Still, Bryson told Yahoo Finance, the “questionable” financials should be less of a factor in the stock’s performance going forward than Super Micro’s narrowing competitive moat in the AI server industry. That’s because server companies are increasingly reliant on Nvidia’s server designs to make their products, meaning there is little room for differentiation, he said.
And though there’s growing demand for data center servers, given that countries across the globe are announcing mammoth investments in their own domestic AI infrastructure, server makers’ margins are being compressed.
" You've got this huge revenue ramp, but at the same time, what are the gross margins going to look like?" Bryson said.
Barclays analyst George Wang echoed Bryson's thoughts in a note to investors Thursday: “There seems to be little appetite for meaningful multiple expansion given the lower-margin AI server business." Bryson and Wang have Neutral ratings on SMCI.
Adding pressure to Super Micro stock this week was macroeconomic uncertainty that dragged down stocks across the board , as well as a plunge in Nvidia shares following the company’s fourth quarter earnings .

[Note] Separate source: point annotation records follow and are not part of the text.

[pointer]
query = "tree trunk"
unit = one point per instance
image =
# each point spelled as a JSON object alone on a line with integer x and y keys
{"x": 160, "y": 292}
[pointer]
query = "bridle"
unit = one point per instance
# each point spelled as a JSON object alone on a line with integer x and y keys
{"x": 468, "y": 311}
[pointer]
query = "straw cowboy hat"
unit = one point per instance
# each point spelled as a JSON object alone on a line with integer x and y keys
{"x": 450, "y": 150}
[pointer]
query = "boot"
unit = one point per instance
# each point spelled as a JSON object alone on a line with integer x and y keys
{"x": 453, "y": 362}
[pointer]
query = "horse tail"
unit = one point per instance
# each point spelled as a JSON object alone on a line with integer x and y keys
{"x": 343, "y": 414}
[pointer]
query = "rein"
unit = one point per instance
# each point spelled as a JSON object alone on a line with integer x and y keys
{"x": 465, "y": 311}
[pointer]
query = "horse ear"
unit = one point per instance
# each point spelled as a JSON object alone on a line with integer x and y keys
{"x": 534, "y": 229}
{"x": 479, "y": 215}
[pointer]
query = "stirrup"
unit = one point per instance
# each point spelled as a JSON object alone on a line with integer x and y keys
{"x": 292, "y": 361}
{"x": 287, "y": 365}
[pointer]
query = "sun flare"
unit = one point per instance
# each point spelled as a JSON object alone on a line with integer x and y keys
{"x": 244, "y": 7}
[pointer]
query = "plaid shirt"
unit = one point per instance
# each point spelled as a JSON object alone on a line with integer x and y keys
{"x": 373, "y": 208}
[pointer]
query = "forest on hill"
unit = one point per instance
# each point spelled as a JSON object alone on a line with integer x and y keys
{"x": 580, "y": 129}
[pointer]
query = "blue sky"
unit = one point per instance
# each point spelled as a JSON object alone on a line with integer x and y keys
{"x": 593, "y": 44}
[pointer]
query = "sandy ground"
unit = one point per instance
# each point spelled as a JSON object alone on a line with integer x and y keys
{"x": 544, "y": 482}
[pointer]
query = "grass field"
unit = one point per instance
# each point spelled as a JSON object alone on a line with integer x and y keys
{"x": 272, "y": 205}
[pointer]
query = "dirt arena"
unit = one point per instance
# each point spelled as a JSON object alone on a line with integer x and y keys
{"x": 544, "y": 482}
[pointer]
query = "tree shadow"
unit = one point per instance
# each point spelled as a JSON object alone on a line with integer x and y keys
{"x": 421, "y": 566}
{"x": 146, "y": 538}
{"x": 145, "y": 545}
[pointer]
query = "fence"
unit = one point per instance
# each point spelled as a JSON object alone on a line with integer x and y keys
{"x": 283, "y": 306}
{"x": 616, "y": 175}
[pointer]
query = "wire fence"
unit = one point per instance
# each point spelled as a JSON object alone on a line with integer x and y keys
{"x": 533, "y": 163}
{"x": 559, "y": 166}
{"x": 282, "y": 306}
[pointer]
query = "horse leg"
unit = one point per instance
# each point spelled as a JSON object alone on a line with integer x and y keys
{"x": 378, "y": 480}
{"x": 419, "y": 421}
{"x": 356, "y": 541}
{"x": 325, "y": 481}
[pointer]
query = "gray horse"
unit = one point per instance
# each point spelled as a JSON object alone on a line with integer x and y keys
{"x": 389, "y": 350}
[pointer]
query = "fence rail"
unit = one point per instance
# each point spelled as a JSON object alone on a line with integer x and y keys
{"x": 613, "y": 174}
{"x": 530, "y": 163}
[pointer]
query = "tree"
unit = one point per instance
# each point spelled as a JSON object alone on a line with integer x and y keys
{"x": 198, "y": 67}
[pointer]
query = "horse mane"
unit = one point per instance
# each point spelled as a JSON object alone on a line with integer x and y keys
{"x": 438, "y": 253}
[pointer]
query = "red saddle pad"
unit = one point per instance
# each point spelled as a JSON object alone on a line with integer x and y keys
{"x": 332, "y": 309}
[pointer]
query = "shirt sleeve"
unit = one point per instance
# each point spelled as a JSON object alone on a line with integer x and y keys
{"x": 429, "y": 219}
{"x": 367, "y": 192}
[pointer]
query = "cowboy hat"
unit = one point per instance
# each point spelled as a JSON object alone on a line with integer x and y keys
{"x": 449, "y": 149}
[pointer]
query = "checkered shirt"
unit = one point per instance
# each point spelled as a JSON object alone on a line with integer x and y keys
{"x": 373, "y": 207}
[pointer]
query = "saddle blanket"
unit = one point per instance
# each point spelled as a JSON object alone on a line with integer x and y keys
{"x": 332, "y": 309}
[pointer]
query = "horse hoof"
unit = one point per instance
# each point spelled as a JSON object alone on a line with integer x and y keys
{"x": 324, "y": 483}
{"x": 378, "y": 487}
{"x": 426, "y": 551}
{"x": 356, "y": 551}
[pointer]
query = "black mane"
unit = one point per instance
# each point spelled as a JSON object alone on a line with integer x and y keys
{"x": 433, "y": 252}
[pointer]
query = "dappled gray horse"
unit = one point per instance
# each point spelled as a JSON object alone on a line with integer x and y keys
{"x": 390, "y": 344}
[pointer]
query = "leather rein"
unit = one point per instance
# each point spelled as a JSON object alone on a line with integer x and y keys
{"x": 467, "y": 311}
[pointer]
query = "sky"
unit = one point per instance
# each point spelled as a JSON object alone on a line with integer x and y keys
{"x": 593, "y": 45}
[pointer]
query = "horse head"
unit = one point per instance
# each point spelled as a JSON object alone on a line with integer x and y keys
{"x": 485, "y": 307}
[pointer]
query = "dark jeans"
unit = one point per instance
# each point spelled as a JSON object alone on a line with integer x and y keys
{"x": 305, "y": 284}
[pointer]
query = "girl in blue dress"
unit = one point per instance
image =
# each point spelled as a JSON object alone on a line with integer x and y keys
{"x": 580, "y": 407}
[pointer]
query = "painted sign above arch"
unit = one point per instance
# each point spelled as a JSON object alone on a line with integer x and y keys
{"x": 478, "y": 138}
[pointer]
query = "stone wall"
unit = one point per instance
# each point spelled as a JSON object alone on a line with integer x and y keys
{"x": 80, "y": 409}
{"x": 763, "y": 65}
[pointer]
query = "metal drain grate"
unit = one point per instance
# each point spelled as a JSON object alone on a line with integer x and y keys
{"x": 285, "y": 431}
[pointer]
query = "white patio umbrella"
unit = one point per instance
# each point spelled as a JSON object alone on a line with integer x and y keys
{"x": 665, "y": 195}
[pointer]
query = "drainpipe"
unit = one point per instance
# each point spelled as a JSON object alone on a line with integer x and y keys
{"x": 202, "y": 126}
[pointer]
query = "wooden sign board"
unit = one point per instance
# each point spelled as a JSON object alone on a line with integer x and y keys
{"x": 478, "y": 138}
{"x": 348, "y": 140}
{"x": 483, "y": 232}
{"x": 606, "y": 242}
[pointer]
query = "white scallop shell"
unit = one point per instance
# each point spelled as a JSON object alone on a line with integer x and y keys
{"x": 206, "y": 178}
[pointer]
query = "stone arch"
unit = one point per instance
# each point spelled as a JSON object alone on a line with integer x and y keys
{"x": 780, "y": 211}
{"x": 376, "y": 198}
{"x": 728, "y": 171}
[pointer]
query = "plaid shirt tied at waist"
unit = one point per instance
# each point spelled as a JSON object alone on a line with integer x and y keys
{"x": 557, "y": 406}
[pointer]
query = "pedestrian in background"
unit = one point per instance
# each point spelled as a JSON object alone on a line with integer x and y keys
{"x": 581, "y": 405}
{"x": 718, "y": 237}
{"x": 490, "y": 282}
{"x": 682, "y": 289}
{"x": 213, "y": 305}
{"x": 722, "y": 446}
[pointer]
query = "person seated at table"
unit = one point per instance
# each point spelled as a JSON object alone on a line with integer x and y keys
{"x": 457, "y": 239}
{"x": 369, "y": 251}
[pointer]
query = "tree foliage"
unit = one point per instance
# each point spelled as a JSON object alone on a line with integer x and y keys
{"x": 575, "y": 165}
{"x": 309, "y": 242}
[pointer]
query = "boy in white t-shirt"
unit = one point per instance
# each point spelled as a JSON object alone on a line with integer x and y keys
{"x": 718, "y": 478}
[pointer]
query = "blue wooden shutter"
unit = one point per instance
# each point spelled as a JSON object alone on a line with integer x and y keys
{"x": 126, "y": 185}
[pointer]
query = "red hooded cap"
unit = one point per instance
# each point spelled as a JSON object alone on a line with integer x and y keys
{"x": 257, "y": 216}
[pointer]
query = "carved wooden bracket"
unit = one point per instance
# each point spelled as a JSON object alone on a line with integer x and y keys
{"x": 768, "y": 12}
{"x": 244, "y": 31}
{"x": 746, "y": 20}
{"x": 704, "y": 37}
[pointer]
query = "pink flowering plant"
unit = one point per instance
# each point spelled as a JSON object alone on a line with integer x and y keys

While Nvidia said it’s achieved full-scale production of its Blackwell AI chips , which are used in Super Micro’s servers, Leverage Shares senior researcher Sandeep Rao said there’s still industry concern about glitches and overheating problems related to Blackwell server systems .
“SMCI made a pretty big deal about the fact that it is closely aligned with Nvidia's Blackwell launch,” he told Yahoo Finance in an interview. “So, we have to look at Nvidia and SMCI in tandem. If Nvidia is having trouble, that means SMCI is also having trouble … there is going to be volatility in SMCI as a stock.”